Most upvoted comments

That seems to have resolved it. I can’t call reload(typing_extensions) or it seems to reset some things. But, it is loading the azure python and pip packages now… awesome! Thank you!!

@xiaoyongzhu moving the chat from the PR to this issue:

@kristapratico seems this PR introduces some import issue in databricks ML runtime (see this issue: linkedin/feathr#154). Also seems like ParamSpec is added in 3.10 (https://docs.python.org/3/library/typing.html#typing.ParamSpec) so maybe we should also have a way to relax this limitation?

And can be repoduced by this (in databricks ML 10.2): !pip install azure-core==1.23.1 from azure.core.tracing.decorator import distributed_trace

and will throw out this error:


---------------------------------------------------------------------------
ImportError                               Traceback (most recent call last)
<command-3599966980702568> in <module>
----> 1 from azure.core.tracing.decorator import distributed_trace

/databricks/python_shell/dbruntime/PythonPackageImportsInstrumentation/__init__.py in import_patch(name, globals, locals, fromlist, level)
    160             # Import the desired module. If you’re seeing this while debugging a failed import,
    161             # look at preceding stack frames for relevant error information.
--> 162             original_result = python_builtin_import(name, globals, locals, fromlist, level)
    163 
    164             is_root_import = thread_local._nest_level == 1

/databricks/python/lib/python3.8/site-packages/azure/core/tracing/decorator.py in <module>
     29 
     30 from typing import Callable, Any, TypeVar, overload
---> 31 from typing_extensions import ParamSpec
     32 from .common import change_context, get_function_and_class_name
     33 from ..settings import settings

ImportError: cannot import name 'ParamSpec' from 'typing_extensions' (/databricks/python/lib/python3.8/site-packages/typing_extensions.py)

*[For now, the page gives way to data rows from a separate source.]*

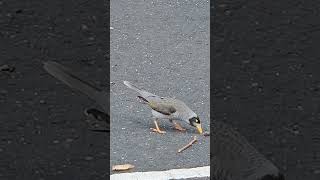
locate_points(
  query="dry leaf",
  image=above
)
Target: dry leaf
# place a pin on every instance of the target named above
(122, 167)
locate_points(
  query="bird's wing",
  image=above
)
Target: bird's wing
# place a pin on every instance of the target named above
(67, 76)
(143, 93)
(235, 157)
(161, 105)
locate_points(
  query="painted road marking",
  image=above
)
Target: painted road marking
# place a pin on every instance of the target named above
(165, 175)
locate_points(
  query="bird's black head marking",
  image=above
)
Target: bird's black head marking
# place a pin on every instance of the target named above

@xiaoyongzhu thanks for bringing to my attention, as it is still an issue I’m going to re-open this. Can you provide more details on how to set up your Databricks environment? I had previously tried to repro this error in a Databricks notebook with no luck (see above). Are you running this in a notebook? Also which version of typing-extensions is getting installed?

typing.ParamSpec was added in Python 3.10, but typing-extensions should backport it to as early as 3.6 (looks like you’re using 3.8). While this import works outside of Databricks, I’ll need to investigate why it’s a problem in the Databricks runtime and follow up with the service team.

@kristapratico thanks for the response, i found a workaround in the meantime. i will go ahead and file a support issue with Databricks!